In a series of discussions moderated by Betsy Corcoran of Edsurge, entrepreneurs and other education stakeholders tackled both the problems and opportunities in K12 learning. Their discussion centered around two central questions and were asked to share out initial answers, partially listed below.
- What excites you about the potential for learning technology? Differentiated learning, immediate feedback, less expensive education, increased access, greater scale, more productivity, learning outside of class
- What concerns or worries you about the growing role of edtech in learning? Real world soft skills get left behind, the achievement gap widening, education = IT, inadequate vetting of tools, parents don’t buy in, data ownership issues, professional development difficulties
After this initial discussion, guests Kalimah Priforce and Tom Vander Ark weighed in on the past and future of technology in education. In the context of history, Vander Ark points out humans have learned on types of paper for thousands of years and are just now starting to leverage new technologies. Priforce responded there’s another side to that history as well: for thousands of years it was illegal for many to pursue learning for political, economic, or racial reasons.
When asked what magical change they would like to see, Vander Ark focused on practical improvements, calling for better tools and technology for the classroom, specifically for improved learning platforms. Priforce chimed in asking for more thinking around inclusion, to change the language around concepts like “financial literacy” and rather encourage “financial inclusion” where all students are invited into the system.
At the end of the session, participants were invited to throw post-it solutions on the wall – both for how they would amplify the exciting aspects and create tools to alleviate the fears and concerns. They were prompted to come up with two types of solutions for each: one that has 10 million dollars, and one that can use magic.

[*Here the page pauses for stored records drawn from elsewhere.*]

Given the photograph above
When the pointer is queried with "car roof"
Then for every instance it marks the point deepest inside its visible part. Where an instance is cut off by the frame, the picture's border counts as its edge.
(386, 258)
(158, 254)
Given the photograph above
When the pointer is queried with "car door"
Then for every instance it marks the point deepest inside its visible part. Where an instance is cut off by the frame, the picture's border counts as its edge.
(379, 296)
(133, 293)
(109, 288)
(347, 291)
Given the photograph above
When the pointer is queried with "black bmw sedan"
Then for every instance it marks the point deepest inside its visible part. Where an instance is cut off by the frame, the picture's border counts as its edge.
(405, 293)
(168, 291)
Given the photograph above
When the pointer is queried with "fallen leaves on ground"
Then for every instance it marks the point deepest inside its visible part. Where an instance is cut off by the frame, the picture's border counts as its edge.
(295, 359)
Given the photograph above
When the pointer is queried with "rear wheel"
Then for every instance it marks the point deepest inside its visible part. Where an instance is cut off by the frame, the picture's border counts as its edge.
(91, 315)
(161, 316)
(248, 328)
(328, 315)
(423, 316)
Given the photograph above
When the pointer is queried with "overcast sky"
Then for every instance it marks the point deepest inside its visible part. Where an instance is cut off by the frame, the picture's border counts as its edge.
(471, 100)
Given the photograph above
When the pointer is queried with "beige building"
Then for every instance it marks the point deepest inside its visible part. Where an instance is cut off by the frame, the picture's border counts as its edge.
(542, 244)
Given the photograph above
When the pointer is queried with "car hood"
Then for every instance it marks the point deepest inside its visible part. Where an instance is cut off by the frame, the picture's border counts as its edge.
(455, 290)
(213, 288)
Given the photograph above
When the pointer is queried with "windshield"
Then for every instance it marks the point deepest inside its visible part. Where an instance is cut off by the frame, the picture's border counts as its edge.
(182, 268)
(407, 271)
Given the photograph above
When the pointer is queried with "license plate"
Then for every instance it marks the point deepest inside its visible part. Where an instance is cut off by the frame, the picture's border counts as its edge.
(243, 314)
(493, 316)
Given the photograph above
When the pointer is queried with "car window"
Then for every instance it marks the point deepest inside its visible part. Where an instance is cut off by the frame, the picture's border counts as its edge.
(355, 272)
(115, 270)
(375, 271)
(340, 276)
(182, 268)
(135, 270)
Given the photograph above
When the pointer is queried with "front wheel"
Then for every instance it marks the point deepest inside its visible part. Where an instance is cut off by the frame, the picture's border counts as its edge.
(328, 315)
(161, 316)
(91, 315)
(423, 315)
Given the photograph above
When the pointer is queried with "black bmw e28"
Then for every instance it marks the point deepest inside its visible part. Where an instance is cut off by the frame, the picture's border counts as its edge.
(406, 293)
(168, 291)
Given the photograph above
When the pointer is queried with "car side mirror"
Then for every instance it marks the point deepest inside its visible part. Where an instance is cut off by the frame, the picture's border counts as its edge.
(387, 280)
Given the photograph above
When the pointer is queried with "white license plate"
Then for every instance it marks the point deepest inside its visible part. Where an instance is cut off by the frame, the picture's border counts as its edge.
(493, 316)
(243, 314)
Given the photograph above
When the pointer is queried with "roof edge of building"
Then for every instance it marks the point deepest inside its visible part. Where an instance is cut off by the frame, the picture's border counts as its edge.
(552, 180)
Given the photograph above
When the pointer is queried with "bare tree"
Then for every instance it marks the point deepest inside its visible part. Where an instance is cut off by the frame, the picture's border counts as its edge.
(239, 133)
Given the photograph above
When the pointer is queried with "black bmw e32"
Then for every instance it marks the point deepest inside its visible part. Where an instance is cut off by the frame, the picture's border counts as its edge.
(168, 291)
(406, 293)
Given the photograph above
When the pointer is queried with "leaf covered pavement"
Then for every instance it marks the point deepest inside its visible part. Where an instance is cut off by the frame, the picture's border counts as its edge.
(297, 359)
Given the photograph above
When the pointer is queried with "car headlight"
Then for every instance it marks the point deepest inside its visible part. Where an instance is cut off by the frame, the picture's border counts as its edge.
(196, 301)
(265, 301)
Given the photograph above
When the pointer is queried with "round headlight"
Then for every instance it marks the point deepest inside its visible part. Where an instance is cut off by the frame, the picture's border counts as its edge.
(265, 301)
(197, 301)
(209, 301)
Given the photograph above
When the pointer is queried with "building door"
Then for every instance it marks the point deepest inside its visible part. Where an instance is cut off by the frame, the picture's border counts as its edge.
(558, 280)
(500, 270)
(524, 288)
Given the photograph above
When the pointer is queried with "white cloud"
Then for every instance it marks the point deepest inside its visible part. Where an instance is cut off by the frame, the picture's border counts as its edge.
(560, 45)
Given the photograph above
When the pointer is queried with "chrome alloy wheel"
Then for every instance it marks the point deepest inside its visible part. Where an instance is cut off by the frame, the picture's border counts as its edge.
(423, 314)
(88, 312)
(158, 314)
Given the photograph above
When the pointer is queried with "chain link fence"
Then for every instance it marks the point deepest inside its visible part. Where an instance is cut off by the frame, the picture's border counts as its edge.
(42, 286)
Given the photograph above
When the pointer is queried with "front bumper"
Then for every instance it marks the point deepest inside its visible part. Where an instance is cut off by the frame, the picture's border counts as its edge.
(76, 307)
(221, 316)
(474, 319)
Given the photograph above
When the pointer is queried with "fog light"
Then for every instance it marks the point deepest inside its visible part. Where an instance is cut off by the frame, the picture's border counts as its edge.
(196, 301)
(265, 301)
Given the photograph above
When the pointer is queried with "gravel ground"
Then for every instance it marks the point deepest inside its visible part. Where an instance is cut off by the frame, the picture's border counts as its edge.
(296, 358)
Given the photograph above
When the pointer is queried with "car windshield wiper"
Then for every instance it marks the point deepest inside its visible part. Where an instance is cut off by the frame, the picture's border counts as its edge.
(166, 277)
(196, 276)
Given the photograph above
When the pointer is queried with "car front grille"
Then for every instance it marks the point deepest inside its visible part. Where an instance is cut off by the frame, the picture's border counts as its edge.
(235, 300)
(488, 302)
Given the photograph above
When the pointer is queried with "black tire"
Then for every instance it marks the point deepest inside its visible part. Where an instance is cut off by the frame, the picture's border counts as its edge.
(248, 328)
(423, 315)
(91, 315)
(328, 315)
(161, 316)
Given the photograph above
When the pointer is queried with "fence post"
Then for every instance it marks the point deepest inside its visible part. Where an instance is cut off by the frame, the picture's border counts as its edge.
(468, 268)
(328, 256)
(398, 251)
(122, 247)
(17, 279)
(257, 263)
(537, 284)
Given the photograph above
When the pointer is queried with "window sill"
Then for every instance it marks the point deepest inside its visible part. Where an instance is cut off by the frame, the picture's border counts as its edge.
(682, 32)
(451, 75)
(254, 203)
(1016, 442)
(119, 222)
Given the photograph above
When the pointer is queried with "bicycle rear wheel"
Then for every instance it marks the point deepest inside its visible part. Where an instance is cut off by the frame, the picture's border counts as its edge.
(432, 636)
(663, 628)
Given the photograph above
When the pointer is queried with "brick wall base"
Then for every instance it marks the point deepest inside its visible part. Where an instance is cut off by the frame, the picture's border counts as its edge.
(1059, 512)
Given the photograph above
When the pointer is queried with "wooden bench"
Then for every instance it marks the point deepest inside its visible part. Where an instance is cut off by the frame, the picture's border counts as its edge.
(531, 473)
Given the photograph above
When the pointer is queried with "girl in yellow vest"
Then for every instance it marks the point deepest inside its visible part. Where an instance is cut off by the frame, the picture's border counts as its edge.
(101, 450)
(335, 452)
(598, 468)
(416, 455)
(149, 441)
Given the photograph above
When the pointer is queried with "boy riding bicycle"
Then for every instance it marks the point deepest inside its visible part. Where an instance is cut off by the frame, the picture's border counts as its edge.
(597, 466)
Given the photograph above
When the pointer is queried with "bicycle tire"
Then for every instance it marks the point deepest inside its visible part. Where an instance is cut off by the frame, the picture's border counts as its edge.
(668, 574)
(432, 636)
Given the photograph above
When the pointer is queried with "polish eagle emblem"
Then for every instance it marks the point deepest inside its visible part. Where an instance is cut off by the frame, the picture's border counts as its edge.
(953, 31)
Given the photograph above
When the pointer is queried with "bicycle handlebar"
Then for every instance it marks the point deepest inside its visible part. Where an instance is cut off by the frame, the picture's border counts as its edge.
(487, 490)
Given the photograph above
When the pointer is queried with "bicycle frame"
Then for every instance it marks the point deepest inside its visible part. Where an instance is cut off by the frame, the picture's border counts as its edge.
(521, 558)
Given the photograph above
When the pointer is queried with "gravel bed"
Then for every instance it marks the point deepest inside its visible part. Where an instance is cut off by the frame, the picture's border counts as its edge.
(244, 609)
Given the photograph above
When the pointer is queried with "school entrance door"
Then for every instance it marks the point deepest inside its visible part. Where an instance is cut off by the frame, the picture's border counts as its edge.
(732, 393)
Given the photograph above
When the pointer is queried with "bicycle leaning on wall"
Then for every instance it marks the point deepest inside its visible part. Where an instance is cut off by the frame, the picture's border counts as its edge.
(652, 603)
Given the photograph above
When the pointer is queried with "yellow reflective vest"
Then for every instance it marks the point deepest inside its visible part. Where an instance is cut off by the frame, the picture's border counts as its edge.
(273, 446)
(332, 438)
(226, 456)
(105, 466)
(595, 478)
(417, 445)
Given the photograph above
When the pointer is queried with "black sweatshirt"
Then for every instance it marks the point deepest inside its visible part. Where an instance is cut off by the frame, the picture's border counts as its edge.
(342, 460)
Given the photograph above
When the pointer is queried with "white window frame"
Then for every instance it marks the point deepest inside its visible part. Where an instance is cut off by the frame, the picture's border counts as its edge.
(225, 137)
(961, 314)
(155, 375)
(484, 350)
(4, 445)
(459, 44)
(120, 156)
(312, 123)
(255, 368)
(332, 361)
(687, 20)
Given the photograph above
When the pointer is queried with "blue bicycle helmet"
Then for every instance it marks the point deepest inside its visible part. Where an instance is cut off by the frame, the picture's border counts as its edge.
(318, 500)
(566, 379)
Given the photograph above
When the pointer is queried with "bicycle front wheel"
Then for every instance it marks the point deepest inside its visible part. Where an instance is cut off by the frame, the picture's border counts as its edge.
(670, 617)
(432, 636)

Photos of the mindstorm are below. Solutions include skill based professional development, mastery based learning tools, justice innovation labs, and (on the fuzzier magic side) alleviating violence, pain, fear, and poverty.
With 10 million dollars
With 10 million dollars
In the words of Kalimah Priforce, “social entrepreneurs are really justice entrepreneurs working to change paradigms.” Innovation is alive and well in education – can’t wait to see what happens in the next year.